Perrault was the bold leader of a new cultural line minimizing the past to better glorify the reign underway. In the early 1680s, he imagined to devote to the arts the ceiling of the cabinet of his Parisian mansion on an overall area of 8.5 x 4.5 m.
The eleven elements of the ceiling are painted by eleven different artists. The objective of Perrault is to replace the traditional list of seven liberal arts by a new list of eight arts more suited to the life of his time. Only the music appears in both lists.
The decor was decidedly not the main goal of Perrault. His house was destroyed in 1683 to enable the realization of the Place des Victoires and the painted ceiling has probably never been assembled. In 1690, three years after launching in the literary world the quarrel of the ancients and the moderns, he published a small book illustrated with the eleven images to explain and promote his theories on modern arts and sciences.
We may consider that all the paintings were still in the ownership of Perrault in 1690. They subsequently disappeared excepted Eloquence which is currently preserved in the museum of Brest.

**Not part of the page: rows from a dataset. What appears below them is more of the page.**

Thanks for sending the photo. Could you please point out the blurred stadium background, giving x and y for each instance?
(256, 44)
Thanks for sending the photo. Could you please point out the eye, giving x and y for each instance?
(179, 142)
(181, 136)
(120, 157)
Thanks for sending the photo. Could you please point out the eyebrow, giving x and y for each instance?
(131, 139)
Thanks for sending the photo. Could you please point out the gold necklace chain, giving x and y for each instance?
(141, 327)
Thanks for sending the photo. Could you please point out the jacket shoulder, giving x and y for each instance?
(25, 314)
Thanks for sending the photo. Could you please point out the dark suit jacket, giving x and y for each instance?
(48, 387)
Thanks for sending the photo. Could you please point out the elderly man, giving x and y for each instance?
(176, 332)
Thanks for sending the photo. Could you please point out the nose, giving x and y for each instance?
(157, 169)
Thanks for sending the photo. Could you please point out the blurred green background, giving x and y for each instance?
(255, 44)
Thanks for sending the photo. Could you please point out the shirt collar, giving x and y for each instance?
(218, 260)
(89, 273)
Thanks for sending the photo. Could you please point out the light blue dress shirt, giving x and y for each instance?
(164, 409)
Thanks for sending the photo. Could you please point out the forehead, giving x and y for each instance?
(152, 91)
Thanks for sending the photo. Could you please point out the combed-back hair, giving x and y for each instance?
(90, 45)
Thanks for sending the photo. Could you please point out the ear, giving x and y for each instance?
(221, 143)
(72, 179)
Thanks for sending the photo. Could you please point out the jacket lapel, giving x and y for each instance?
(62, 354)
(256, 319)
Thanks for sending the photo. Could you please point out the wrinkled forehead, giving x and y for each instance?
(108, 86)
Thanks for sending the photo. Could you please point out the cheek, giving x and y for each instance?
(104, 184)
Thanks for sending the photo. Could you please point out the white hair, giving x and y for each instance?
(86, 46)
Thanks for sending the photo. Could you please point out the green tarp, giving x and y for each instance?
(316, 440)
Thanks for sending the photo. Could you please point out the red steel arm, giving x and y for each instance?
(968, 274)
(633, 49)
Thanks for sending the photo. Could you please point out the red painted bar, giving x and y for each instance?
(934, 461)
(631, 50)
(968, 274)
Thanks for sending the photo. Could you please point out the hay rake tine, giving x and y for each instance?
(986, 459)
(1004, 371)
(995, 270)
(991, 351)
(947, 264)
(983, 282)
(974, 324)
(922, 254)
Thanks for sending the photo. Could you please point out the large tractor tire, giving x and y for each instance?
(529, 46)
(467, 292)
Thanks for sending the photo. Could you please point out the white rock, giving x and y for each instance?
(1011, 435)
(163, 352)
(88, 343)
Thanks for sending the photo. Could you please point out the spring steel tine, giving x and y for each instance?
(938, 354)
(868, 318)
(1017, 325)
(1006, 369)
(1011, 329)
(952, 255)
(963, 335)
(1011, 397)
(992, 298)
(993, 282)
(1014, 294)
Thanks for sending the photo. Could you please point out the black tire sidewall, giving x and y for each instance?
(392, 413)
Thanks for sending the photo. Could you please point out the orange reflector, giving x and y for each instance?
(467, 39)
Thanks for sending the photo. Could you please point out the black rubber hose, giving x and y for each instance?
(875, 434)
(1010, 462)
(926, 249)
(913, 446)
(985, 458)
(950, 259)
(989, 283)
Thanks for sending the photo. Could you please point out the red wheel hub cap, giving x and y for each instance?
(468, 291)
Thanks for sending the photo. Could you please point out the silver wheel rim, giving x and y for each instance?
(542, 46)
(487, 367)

La Musique has just resurfaced. This oil on canvas 98 x 152 cm was painted by Antoine Coypel, aged just over twenty years but whose early skill was famous. This painting is estimated $ 1.5 million, for sale by Sotheby's in New York on January 29, lot 87.
This work is a complex allegory cleverly built around a woman and five young children. The woman plays an antique lyre decorated with a sun (the emblem of the king), while the children open the future with more modern instruments. A lyrical staged scene in the background along with stacked books referring to recent musicians reinforce the modernist allegory.
These six figures probably represent the five natural children of Louis XIV and Montespan around their new gouvernante Madame de Maintenon significantly rejuvenated to please the court.